Si pour l’instant, on n’est pas capable de dire clairement si cette rencontre entre Bagayamukwe et Vital Kamerhe augure une adhésion à l’idéologie de son parti et à sa vision politique, ce commentaire peut en dire long sur la suite de la carrière de cet ex prisonnier dit politique.
.« Chers frères et sœurs, le monde entier a été témoin du plaidoyer public que le Président Vital Kamerhe avait déployé à la veille de la signature par la classe politique de l’Accord de la Cenco, pour faire reconnaître deux prisonniers originaires du Sud-Kivu comme des personnalités emblématiques à libérer à ce moment là dans le cadre de la décrispation politique souhaitée par tous. Heureusement ou malheureusement, c’est selon, cette libération est intervenue une année plus tard en ce qui nous concerne. A tout Seigneur, tout honneur. Le plus simple pour moi, du moins à ce stade, était d’aller remercier VK de vive voix et lui exprimer à l’occasion toute notre gratitude. Nous avons vécu des misères indescriptibles à cause de la jalousie mal placée de certains de nos frères et amis. Nous venons de retrouver notre liberté grâce aussi à un frère et ami de longue date » dit Gustave Bagayamukwe. Avant de poursuivre « A tous, je dois dire que notre apostolat pour l’union, l’unité et l’amour à recréer au sein et entre toutes les communautés tribalo-ethniques du Sud-Kivu n’a pas été entamé d’une façon ou d’une autre. C’est une cause juste et n’en déplaise à ceux qui mal y pensent. Nous poursuivrons ce combat ensemble car notre terroir nous appartient au même titre et assumer notre leadership ne doit pas être perçu comme un péché contre ceux qui privilégient des intérêts égoïstes ».
Difficile de dire quoi que se soit à ce stade sur la position politique de Bagus en ce moment mais en tout cas, c’est une déclaration d’amour envers l’UNC et son président qui en dit long et déterminera peut-être la suite des évènements.
« Lorsqu’il s’agira de parler politique, au Sud-Kivu, le seul cadre d’expression politique pour tous les Sud-Kivutiens que je viens de retrouver très actif après mes 5 années de captivité loin de chez nous, reste l’UNC. Parti politique dirigé par VK. Quoi de plus normal, que d’échanger avec ce leader de dimension internationale sur nos projets au niveau local et nos avis au niveau national. Nous verrons probablement tous les autres leaders du Sud-Kivu mais il fallait bien commencer par celui là, l’un de ceux avec qui nous partageons l’idéal de développement tel que prôné par notre Association (ADIB) depuis sa création en 1995. Nous devrions lui assurer que toutes ces années de prison n’ont rien changé à notre idéal. Au contraire, elles nous ont permis de connaître les vrais amis, les vrais frères et comment travailler utilement avec les traîtres et les sorciers qui apparemment sont nombreux chez nous » et de conclure « Nous avons aussi appris que nous devrons mettre tout le monde au service de notre population, mais chacun en ce qu’il est capable d’offrir. Même la trahison……En ce qui me concerne, ce premier échange avec ce premier leader politique de chez nous a été très révélateur et fructueux pour l’avenir de notre pays et surtout de notre province ».

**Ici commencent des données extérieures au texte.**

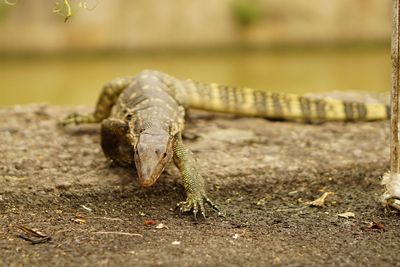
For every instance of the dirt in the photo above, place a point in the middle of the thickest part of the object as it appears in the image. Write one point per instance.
(261, 173)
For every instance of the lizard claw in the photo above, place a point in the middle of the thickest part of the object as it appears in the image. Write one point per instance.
(195, 203)
(76, 118)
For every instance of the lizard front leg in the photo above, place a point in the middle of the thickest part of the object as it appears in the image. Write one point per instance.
(391, 197)
(106, 101)
(192, 180)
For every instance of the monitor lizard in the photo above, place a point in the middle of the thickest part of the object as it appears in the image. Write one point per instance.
(142, 119)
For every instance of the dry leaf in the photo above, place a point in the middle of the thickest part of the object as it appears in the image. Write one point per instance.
(319, 202)
(347, 215)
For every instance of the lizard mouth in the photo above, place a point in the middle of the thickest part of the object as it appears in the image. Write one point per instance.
(147, 177)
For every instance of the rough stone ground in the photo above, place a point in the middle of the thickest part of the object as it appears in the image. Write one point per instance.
(261, 173)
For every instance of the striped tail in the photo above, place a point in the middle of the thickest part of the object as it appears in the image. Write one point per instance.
(253, 102)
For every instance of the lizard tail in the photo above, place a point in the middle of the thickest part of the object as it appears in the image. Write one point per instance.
(253, 102)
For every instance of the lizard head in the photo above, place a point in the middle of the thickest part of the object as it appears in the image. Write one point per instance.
(153, 151)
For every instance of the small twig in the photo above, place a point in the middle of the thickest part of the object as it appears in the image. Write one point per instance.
(117, 233)
(106, 218)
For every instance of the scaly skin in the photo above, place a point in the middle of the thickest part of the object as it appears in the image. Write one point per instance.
(142, 119)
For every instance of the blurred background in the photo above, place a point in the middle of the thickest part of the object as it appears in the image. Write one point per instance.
(297, 46)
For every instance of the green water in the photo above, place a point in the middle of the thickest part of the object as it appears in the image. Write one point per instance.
(74, 80)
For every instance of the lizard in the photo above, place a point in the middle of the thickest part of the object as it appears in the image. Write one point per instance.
(143, 116)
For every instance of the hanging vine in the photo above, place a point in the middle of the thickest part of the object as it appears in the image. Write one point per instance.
(64, 8)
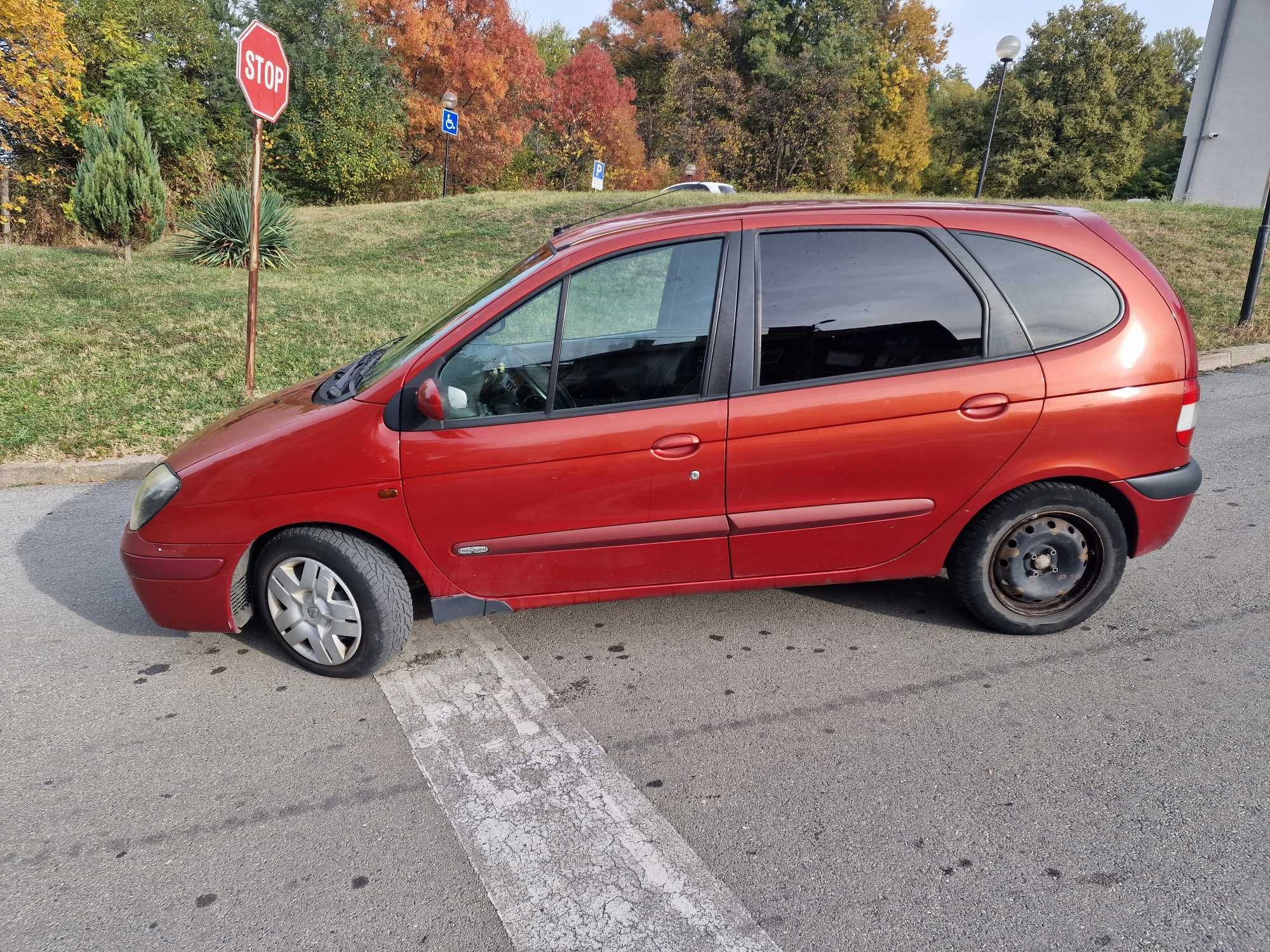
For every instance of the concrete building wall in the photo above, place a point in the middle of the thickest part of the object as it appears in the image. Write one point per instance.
(1227, 154)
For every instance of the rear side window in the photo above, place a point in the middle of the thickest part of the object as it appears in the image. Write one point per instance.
(841, 303)
(1056, 298)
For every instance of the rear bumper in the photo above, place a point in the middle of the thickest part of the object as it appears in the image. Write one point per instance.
(185, 587)
(1172, 484)
(1160, 501)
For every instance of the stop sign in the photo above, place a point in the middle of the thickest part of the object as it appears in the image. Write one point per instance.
(264, 72)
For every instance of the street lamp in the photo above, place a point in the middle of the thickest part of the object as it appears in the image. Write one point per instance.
(449, 102)
(1008, 51)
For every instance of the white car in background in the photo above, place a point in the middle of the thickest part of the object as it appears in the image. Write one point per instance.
(719, 188)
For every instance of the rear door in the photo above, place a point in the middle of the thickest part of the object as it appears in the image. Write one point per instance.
(585, 437)
(888, 381)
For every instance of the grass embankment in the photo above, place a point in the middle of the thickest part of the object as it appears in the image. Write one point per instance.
(104, 360)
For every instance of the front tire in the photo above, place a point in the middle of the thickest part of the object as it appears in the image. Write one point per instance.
(337, 604)
(1041, 559)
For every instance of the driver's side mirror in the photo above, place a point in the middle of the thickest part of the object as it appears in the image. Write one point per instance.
(427, 399)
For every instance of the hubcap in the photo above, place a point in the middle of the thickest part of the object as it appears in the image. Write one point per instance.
(314, 611)
(1046, 563)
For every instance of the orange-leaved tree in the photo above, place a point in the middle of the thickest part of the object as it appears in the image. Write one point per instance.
(40, 79)
(591, 115)
(481, 53)
(645, 39)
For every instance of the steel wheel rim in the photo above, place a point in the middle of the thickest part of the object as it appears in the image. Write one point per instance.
(1047, 563)
(314, 611)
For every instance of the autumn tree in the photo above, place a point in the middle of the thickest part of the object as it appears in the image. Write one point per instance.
(591, 115)
(173, 60)
(40, 81)
(893, 129)
(645, 39)
(481, 53)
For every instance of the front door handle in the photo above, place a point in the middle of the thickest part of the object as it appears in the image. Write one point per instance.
(676, 446)
(985, 407)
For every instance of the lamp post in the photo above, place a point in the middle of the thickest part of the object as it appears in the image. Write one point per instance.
(450, 102)
(1259, 253)
(1008, 50)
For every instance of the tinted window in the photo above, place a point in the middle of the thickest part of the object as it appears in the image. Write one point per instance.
(1056, 298)
(637, 327)
(507, 367)
(839, 303)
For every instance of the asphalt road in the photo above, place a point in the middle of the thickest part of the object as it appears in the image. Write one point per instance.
(862, 767)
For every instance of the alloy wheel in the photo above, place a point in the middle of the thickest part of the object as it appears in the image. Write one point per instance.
(314, 611)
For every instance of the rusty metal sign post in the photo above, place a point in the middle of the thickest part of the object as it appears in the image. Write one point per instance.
(265, 78)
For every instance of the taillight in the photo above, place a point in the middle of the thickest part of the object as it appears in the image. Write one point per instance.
(1187, 417)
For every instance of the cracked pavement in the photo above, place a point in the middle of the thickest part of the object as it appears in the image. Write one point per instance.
(862, 767)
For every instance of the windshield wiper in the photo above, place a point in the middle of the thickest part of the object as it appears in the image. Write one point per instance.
(344, 383)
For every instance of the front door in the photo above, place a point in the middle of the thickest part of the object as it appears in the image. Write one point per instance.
(581, 447)
(874, 412)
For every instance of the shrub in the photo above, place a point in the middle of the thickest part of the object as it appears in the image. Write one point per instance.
(119, 195)
(218, 232)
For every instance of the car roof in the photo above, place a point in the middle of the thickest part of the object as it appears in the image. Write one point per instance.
(591, 232)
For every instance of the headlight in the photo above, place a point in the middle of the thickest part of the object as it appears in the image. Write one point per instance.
(159, 487)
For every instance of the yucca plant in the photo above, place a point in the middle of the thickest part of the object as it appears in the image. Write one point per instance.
(218, 232)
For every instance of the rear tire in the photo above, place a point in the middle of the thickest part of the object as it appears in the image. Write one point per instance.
(337, 604)
(1041, 559)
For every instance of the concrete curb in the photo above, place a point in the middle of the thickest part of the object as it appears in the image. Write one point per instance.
(134, 468)
(1234, 357)
(69, 472)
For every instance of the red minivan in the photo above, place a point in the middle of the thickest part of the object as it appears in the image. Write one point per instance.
(718, 398)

Gustave Bagayamukwe est l’un des prisonniers politiques bénéficiaires de la mesure de décrispation du climat politique prise lors des dernières négociations politiques engagées après la fin du mandat constitutionnel du président Kabila. Bagus pour les intimes aura passé plus ou moins cinq ans en détention après son arrestation au Sud-Kivu pour avoir tenté de nourrir un groupe armé contre le pouvoir de Kinshasa après des élections très critiquées et contestées de l’année 2011.